Ethics-in all its exemplary and exhausting forms-matters. It deals with the most gripping question in public life: "What is the right thing to do?" Now in a thoroughly revised second edition, Public Service Ethics: Individual and Institutional Responsibilities introduces readers to this personally relevant and professionally challenging field of study. No matter the topic-the necessity of ethics, intriguing human behavior experiments, the role of ethics codes, whistleblowing incidents, corruption exposes, and the grandeur and decay of morality-there is no shortage of controversy. The book enables readers to:
appreciate why ethics is essential to leadership;
understand and apply moral development theory at the individual and organizational levels of analysis;
differentiate between ethical problems and ethical dilemmas, and design creative ways to deal with them;
develop abilities to use moral imagination and ethical reasoning-to appraise, argue, and defend an ethical position, and
cultivate individual and institutional initiatives to improve ethical climate and infrastructure.

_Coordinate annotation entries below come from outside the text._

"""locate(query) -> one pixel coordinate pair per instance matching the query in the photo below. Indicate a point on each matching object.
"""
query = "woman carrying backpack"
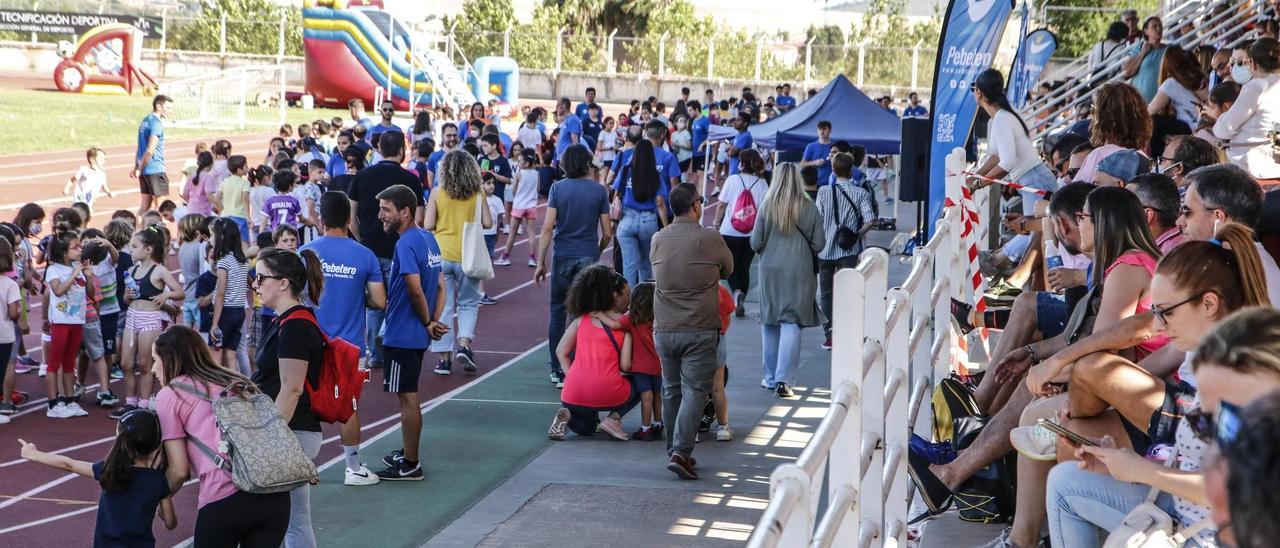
(740, 200)
(292, 351)
(227, 516)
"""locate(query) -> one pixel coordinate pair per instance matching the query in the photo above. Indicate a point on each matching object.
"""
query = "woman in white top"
(735, 222)
(1013, 156)
(1256, 113)
(1182, 88)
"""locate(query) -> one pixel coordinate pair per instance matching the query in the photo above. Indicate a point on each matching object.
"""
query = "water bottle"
(1052, 256)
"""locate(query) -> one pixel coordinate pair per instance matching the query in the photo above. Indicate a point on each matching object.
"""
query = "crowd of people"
(1134, 296)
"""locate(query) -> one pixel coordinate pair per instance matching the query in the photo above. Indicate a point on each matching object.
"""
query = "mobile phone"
(1063, 432)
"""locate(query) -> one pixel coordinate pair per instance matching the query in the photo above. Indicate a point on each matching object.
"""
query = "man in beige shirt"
(689, 261)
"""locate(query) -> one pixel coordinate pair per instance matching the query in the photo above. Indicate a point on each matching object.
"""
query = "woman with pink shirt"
(227, 515)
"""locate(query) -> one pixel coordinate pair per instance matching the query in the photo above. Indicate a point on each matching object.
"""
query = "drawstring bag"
(475, 255)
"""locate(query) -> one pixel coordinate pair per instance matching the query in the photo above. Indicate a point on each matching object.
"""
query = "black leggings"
(740, 247)
(243, 519)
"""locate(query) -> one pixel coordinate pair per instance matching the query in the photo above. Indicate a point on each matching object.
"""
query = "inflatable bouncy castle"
(104, 60)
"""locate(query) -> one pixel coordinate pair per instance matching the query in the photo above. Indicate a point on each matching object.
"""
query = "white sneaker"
(76, 410)
(58, 411)
(361, 476)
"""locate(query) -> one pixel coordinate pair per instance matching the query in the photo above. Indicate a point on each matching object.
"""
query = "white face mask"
(1242, 74)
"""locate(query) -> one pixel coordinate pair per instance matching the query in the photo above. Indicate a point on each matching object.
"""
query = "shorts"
(145, 320)
(401, 369)
(64, 346)
(1164, 421)
(232, 323)
(92, 343)
(644, 382)
(110, 330)
(489, 242)
(154, 185)
(1051, 314)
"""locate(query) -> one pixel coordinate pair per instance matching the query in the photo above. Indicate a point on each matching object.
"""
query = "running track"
(39, 505)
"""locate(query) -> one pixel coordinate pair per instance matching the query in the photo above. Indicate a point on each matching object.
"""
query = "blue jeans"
(374, 320)
(635, 232)
(563, 270)
(781, 352)
(465, 292)
(1082, 505)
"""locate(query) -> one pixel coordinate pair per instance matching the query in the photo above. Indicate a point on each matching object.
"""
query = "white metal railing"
(888, 347)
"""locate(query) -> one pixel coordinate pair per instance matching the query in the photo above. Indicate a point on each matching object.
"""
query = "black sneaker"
(119, 411)
(933, 492)
(466, 357)
(402, 471)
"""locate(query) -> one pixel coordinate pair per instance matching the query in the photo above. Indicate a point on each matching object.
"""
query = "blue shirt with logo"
(741, 142)
(416, 252)
(572, 126)
(348, 268)
(151, 127)
(816, 150)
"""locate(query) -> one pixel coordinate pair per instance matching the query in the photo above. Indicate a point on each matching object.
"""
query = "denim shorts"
(1051, 314)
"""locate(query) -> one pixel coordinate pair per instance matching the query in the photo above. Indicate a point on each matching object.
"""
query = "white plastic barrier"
(888, 348)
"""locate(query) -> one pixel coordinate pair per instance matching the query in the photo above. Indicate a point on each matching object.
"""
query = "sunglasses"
(1162, 313)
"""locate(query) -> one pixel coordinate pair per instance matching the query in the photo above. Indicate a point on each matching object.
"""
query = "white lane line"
(39, 489)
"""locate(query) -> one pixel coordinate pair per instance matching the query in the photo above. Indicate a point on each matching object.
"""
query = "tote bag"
(475, 255)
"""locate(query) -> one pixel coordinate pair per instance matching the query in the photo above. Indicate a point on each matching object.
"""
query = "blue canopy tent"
(853, 115)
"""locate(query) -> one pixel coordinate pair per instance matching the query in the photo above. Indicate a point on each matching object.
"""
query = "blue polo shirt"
(741, 142)
(572, 126)
(816, 150)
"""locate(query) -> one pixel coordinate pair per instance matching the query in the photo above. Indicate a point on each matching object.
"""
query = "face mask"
(1242, 74)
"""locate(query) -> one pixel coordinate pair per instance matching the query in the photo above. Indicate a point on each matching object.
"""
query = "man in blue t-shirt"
(415, 300)
(818, 154)
(149, 160)
(583, 109)
(352, 281)
(743, 141)
(785, 101)
(570, 127)
(917, 109)
(577, 224)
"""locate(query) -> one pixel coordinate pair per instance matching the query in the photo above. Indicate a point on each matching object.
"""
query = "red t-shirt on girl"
(595, 377)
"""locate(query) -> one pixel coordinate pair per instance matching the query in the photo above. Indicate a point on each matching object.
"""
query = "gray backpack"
(261, 453)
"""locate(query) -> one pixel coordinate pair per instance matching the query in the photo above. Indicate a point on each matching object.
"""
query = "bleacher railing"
(888, 348)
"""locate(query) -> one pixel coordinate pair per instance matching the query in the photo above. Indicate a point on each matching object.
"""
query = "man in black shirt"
(364, 192)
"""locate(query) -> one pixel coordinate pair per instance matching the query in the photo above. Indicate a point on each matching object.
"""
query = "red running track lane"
(51, 507)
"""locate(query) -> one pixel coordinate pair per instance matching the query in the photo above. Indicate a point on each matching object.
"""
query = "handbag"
(1148, 526)
(475, 255)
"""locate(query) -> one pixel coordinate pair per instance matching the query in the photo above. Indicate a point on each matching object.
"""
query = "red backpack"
(336, 396)
(744, 209)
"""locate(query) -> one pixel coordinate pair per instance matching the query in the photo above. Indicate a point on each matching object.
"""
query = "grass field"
(46, 120)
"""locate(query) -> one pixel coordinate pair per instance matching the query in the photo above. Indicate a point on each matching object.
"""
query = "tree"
(252, 27)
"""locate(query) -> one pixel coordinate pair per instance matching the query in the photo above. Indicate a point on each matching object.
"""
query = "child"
(132, 478)
(193, 192)
(524, 208)
(191, 260)
(90, 181)
(283, 208)
(229, 295)
(9, 298)
(232, 196)
(101, 314)
(260, 190)
(65, 277)
(641, 356)
(147, 286)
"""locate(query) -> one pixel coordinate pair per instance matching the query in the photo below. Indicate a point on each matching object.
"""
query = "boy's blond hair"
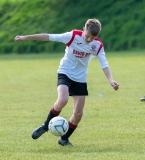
(93, 26)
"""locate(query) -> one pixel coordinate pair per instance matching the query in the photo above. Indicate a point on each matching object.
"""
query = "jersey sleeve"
(64, 37)
(102, 59)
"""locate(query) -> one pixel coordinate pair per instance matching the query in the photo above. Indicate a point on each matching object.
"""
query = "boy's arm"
(108, 74)
(40, 37)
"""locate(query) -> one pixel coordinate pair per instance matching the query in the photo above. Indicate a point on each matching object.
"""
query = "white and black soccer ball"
(58, 126)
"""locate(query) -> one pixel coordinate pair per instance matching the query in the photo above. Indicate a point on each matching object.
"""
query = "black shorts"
(75, 88)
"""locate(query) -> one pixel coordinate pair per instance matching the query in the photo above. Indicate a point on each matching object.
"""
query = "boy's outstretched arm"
(108, 74)
(39, 37)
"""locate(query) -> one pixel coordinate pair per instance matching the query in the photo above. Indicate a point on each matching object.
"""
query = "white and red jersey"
(78, 54)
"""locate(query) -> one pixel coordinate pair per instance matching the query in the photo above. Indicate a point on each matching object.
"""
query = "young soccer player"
(81, 47)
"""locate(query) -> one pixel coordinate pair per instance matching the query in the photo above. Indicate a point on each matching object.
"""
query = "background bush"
(122, 22)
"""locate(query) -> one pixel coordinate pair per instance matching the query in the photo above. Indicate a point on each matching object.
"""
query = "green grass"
(112, 127)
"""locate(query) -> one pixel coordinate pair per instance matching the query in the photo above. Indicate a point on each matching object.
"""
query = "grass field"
(113, 125)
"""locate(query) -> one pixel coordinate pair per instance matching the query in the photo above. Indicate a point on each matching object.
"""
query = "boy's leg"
(79, 102)
(55, 111)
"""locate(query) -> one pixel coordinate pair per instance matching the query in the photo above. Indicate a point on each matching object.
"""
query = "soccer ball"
(58, 126)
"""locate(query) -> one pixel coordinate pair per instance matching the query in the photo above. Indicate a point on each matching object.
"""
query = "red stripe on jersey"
(75, 32)
(101, 45)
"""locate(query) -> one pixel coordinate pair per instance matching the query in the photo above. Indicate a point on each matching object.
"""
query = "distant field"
(113, 126)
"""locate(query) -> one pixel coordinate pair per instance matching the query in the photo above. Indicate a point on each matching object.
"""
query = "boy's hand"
(19, 38)
(115, 85)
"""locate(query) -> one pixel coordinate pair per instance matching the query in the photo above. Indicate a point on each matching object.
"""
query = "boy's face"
(87, 36)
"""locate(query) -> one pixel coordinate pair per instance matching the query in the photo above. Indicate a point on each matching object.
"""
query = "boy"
(81, 47)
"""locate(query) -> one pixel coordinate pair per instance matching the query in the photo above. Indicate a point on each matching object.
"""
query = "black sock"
(51, 115)
(69, 132)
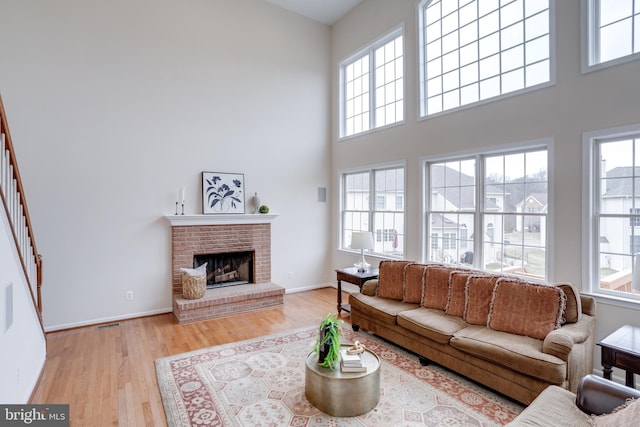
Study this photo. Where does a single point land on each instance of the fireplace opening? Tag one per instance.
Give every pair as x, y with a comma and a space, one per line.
227, 269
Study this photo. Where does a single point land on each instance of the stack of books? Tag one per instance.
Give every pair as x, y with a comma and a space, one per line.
351, 362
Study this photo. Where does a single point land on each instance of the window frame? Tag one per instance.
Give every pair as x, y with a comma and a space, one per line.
372, 169
590, 42
590, 215
476, 246
422, 98
370, 49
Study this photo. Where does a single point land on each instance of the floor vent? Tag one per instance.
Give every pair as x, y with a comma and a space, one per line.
109, 325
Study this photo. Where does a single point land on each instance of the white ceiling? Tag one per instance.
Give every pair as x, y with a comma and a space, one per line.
324, 11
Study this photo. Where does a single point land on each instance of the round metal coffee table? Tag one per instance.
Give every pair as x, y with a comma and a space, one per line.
343, 394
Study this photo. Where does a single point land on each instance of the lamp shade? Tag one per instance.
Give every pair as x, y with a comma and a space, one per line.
635, 278
362, 240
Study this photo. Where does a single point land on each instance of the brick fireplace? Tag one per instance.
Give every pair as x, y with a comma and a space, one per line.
211, 234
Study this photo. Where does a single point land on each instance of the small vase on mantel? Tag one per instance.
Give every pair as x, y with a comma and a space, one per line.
256, 202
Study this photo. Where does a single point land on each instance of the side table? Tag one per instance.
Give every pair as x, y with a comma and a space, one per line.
621, 349
352, 275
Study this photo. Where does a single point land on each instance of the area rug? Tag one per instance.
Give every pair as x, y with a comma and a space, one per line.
260, 382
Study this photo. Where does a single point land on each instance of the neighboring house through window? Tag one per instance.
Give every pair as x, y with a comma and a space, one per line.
612, 209
475, 50
372, 86
385, 217
510, 238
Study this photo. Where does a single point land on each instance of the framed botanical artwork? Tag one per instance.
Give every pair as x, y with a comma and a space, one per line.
222, 193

Authors James Bowman and Jonathan West capture reader interest by featuring learning objectives, skill-building material, discussion questions, and exercises in each chapter. The authors' narrative is user-friendly and accessible, highlighting dilemmas and challenging readers to "own" the book by annotating the pages with one's own ideas and insights, then interacting with others in a live or virtual classroom to stretch one's thinking about the management of ethics and ethics of management. The ultimate goal is to bolster students' confidence and prepare them for the ethical problems they will face in the future, equipping them with the conceptual frameworks and context to approach thorny questions and behave ethically.